От чтения его отвлекла все та же соседка, которая на этот раз вцепилась в него с такой силой, что он почувствовал боль и дискомфорт.
— Мадам, не соизволите ли вы… убрать свою руку, — попросил он по-русски, с легким французским акцентом.
Женщина повернулась, посмотрела безумными глазами сквозь него и усилила нажим на его локоть. Не повезло, с беспокойством подумал он, дама, сидящая рядом, без сомнения, была истеричкой. На этот раз разжать ее пальцы оказалось еще сложней, и Михаэль стал подумывать о возможности пересесть на другое место. Он и сам до дрожи боялся летать, но вел себя, по крайней мере, корректно и не нервировал других пассажиров.
— Мы все умрем, молитесь, грешники! — взвизгнула женщина, Михаэль вздрогнул и разом вспотел. Грешником он себя не считал, но все же на всякий случай еще раз прочитал молитву. По салону пробежал взволнованный шепот, люди занервничали. Он озадаченно повернулся и оглядел салон первого класса — свободных мест не было.

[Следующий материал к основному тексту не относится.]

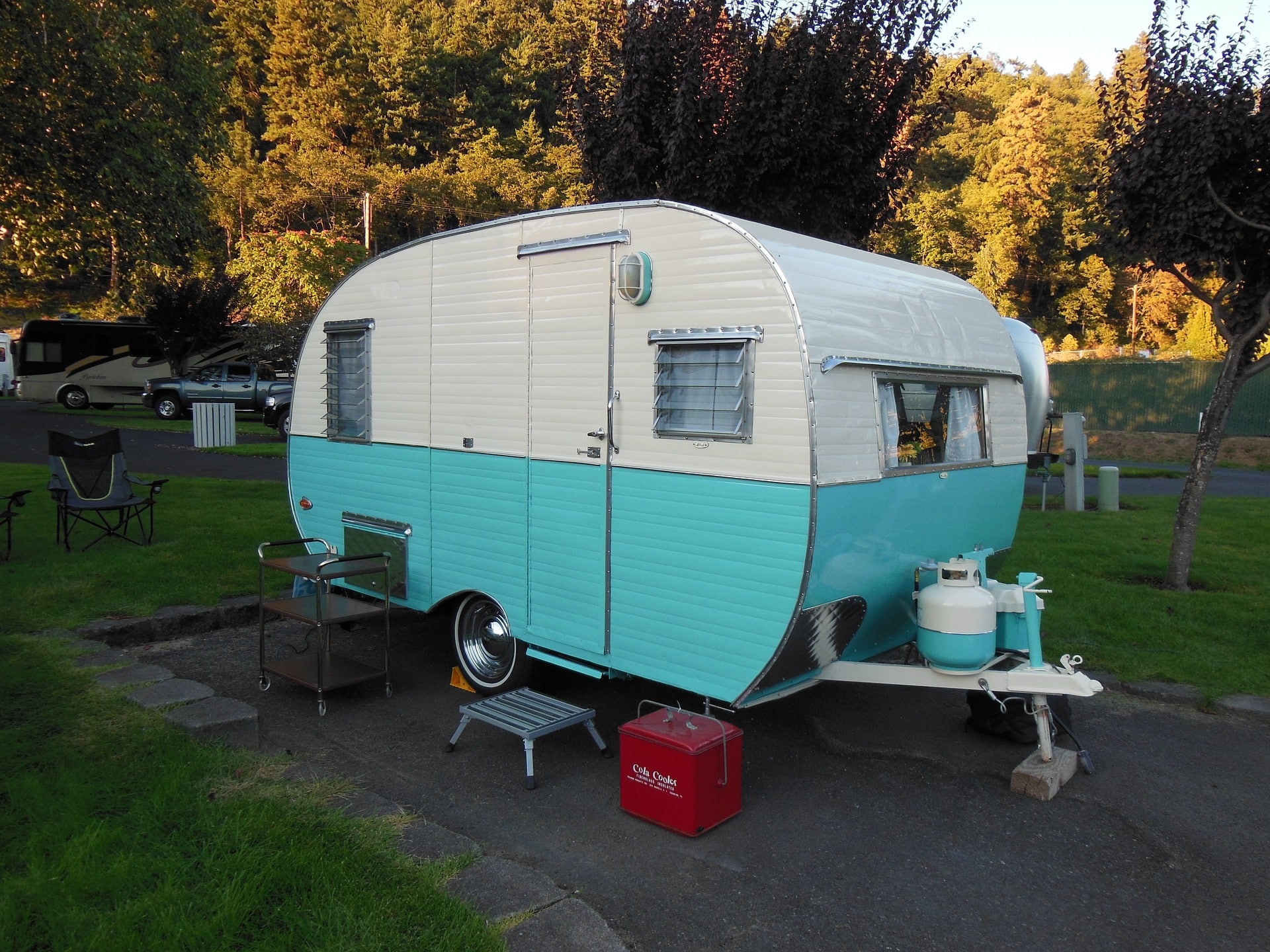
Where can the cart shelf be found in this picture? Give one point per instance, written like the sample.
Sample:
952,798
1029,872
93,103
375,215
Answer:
323,670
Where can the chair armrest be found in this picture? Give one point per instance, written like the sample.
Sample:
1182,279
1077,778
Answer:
155,485
17,500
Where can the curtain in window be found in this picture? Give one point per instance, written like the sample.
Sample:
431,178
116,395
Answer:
966,430
889,424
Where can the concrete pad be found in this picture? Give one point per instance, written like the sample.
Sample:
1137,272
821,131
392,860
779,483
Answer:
177,621
427,842
1040,779
118,633
175,691
132,674
99,659
220,719
367,805
1165,691
571,926
499,888
1249,705
243,610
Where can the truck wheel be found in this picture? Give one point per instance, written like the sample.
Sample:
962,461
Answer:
489,656
168,407
73,399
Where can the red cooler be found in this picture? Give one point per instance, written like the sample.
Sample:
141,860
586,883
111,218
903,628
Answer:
681,771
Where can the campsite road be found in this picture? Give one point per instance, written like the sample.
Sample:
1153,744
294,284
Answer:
24,440
873,819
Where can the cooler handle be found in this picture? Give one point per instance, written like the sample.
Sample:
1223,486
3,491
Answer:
691,727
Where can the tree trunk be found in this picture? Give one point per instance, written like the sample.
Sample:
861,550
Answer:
1206,444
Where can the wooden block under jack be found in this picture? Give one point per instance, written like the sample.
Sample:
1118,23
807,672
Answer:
1043,779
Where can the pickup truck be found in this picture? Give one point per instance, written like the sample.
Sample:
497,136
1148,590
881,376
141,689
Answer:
244,385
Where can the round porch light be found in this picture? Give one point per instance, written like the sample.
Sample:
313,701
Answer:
635,278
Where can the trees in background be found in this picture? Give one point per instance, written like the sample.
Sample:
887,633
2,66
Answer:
107,107
794,117
1188,188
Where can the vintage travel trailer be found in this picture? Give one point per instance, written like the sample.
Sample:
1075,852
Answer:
648,440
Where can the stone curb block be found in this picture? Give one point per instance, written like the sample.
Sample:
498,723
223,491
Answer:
99,659
1165,691
1248,705
132,674
499,888
427,842
570,926
220,719
366,805
175,691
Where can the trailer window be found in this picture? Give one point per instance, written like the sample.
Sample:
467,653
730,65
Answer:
927,423
349,382
704,389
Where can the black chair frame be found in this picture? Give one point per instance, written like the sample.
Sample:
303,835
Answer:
121,513
17,500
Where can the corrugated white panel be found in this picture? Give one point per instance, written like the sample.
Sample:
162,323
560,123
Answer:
480,315
570,353
846,426
706,274
1007,418
394,291
855,303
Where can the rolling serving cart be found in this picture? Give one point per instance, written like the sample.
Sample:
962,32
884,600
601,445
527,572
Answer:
320,669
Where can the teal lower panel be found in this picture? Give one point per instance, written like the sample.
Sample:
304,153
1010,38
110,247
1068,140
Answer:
705,576
872,536
567,556
480,528
380,480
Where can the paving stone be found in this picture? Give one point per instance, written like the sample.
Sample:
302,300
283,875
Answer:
1042,779
367,805
234,612
120,633
427,842
1165,691
499,888
177,621
99,659
132,674
1248,705
175,691
571,926
219,719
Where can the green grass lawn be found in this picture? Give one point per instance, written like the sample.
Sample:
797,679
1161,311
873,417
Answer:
120,832
1105,569
206,534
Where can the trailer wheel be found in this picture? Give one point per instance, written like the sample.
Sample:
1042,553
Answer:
489,656
73,399
168,407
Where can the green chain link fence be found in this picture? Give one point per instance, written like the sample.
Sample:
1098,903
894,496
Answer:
1156,397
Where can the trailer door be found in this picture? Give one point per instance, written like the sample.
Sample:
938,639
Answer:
571,382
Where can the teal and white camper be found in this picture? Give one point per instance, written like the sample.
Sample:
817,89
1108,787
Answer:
648,440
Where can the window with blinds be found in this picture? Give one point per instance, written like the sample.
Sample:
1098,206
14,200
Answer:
349,380
704,389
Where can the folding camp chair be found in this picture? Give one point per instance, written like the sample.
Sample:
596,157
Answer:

— Кара небесная постигнет нас! Молитесь, грешники, ибо в этом есть наше спасение! — заорала сумасшедшая, вскочила и вознесла руки к потолку. Пассажиры в тихом ужасе уставились на ненормальную. Одна женщина решила даже всплакнуть и издала сдавленный всхлип. Стюардессы засуетились вокруг неврастенички, вежливо пытаясь уговорить ее успокоиться и сесть на место. Но не тут-то было: рыжая оттолкнула бортпроводниц и, размахивая руками, понеслась по салону в хвост самолета с дикими воплями отчаяния и требованиями, чтобы ее немедленно выпустили.
— Да выпустите вы ее, действительно, — посоветовал кто-то сердобольный сочувственно.
— Ага, пусть полетает, где у вас тут дверь? — поддержали его дружно. Все засмеялись и опять затихли, потому что сумасшедшая баба уже неслась в обратном направлении, ловко маневрируя между вставшими не ее пути стюардессами. Просвистев метеором по салону первого класса, женщина с разбегу «протаранила» головой дверь в кабину пилотов, издала тихий стон и затихла на полу.
— А вот и дверь, — хихикнул кто-то, — жаль, что она оказалась заперта.
— What happened? — озадаченно спросила сухощавая старушка-англичанка, которая с самого начала полета дремала и только что проснулась.
— Пить, мамаша, будете? — вместо ответа спросил полный бородатый мужчина, сидящий рядом с ней, и вытащил откуда-то литровую бутылку водки. Старушка утвердительно кивнула кучерявой головой и протянула свой пластиковый стаканчик. Вслед за старушкой потянулись к своим стаканчикам остальные пассажиры первого класса, народ начал медленно восстанавливать свой душевный покой и власть напиваться. Михаэль не был исключением: выпив вместе со всеми за спокойный полет, он устроился поудобнее и вновь погрузился в изучение дневника.
Через двадцать минут его начало клонить ко сну, навалилась безудержная зевота. Он прочитал уже половину тетради, но полезной информации пока не обнаружил, и скучное повествование о тяжелой жизни стало его утомлять. Стараясь не уснуть и подавив очередной зевок, он пролистал еще несколько страниц, сосредоточенно уставился в текст и зевать перестал. Наконец мелькнуло интересующее его имя — Нина Лацис описывала свои впечатления от знакомства с новой осужденной. «Вчера перекинулись с ней парой слов. Ее зовут Тома, она из Москвы, дома остались мать и маленькая дочка. И когда только успела родить? Молоденькая совсем, младше меня лет на пять, маленькая, хрупкая с виду, стрижка «ежиком» и большие глаза, темные, внимательные, нагловатые… Не могу избавиться от мысли, что где-то видела ее, и теперь мучаюсь от неопределенности. Странное чувство… Странная девушка… По-моему, сумасбродка и дебоширка. Вряд ли мы станем подругами, хотя она явно этого хочет. Не понимаю — почему?»